During this ecological catastrophe - BBKA has said nothing about the possible similarities with loss of colonies in the UK

3. In 2003 the BBKA Executive set up a company, BBKA Enterprises whose only significant source of income over the last 5 years has been derived from endorsing pesticides made by Bayer, BASF and Syngenta. This, according to Durham BKA's motion was done without any advance consultation of the membership. A series of negotiations were entered into and a series of 'product agreements' were formally signed by BBKA - under which they endorsed products containing *Deltamethrin*, *Lamda Cyhalothrin* and * Permethrin* as being *'bee-friendly*; in fact ALL of these products are highly toxic to bees; *they KILL bees*. According to the Durham BKA motion, the membership of BBKA was never consulted about these deals until more than 2 years after they came into force. It was only the submission of a motion by Durham BKA to the ADM in 2005 which revealed the existence of BBKA Enterprises and the 'product agreements' under which pesticides were endorsed by BBKA in return for 'sponsorship'.
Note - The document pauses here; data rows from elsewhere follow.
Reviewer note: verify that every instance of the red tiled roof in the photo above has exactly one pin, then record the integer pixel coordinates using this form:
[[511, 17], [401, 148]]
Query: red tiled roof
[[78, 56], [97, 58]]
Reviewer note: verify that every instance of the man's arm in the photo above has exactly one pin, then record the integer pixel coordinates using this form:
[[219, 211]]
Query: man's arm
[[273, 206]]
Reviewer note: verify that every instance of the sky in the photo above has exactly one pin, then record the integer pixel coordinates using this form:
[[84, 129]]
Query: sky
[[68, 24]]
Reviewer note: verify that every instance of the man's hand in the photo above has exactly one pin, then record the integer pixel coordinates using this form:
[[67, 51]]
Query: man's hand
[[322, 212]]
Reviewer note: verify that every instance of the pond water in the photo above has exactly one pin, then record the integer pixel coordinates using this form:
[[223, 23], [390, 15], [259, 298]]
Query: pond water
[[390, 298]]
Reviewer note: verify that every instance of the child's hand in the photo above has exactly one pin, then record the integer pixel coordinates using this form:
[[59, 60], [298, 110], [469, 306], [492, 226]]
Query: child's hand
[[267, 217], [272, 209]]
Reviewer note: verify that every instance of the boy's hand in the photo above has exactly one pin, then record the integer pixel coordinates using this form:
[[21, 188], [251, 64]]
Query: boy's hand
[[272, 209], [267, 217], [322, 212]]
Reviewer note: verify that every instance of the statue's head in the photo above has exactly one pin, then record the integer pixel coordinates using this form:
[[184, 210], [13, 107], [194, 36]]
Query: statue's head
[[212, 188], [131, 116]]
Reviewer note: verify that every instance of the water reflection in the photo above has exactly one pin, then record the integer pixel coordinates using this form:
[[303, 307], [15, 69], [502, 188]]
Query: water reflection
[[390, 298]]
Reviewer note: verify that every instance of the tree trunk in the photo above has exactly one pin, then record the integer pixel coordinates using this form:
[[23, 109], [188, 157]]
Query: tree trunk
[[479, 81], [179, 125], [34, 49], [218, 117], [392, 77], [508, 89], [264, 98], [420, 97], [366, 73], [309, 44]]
4. In May 2008 the German Beekeeping organisations revealed that there had been yet another ecological disaster in the Rhineland with thousands of hives being killed overnight by yet another neo-nicotinoid - *Clothianidin* - which is already widely used here in the UK. Once again - it was a Bayer product which was confirmed by government laboratory tests at the Julius Kuhn Insititute as having caused the colony deaths. Acting very quickly - the German Federal Government suspended licenses for 8 Bayer insecticides including: Imidacloprid, Fipronil and Clothianidin.

These same pesticides are used on over 1.4 million acres of crops here in the UK but BBKA's most recent statement reiterates the position of the Executive that 'there are no problems with poisonings by crop insecticides in the UK'.
Once again - our bees must have a different biology and biochemistry than French bees, German bees, Italian bees, Swiss bees and American bees - all of which have died in uncountable billions since the introduction of neo-nicotinoids in those countries.

5. BBKA has* NOT *endorsed any neo-nicotinoid insecticides by Bayer or any other company. However, despite the biggest global bee-crisis in over a century - with rapidly mounting evidence that Bayer's neo-nicotinoids seem to be central to the issue in France, Germany and America - BBKA has said nothing, given no demands for urgent investigations, offered no leadership here in the UK and no solidarity with beekeepers in Europe or America.

The obvious question is:

If BBKA had NOT been in receipt of sponsorship money in return for endorsing pesticides manufactured by Bayer, would it have felt free to speak out about the threat posed by Neo-Nicotinoid poisons used on crops all over the UK? A hypothetical question I know - but what is at stake here is the survival of beekeeping in the whole of Europe. If the German and French governments are CORRECT - and they at least have done INDEPENDENT LAB STUDIES - then we in the UK are witnessing a silent extinction in the countryside: not just of our bees, but potentially all insects and insectivores on arable crop land; earthworms, beetles, hoverflies, butterflies, hedgehogs, shrews, - all insectivorous birds. We have no independent labs here in the UK - even the Pesticides Safety Directorate has no labs - it merely takes the data from Bayer and accepts it as true. Well, the French did not accept it. And now, neither have the Germans.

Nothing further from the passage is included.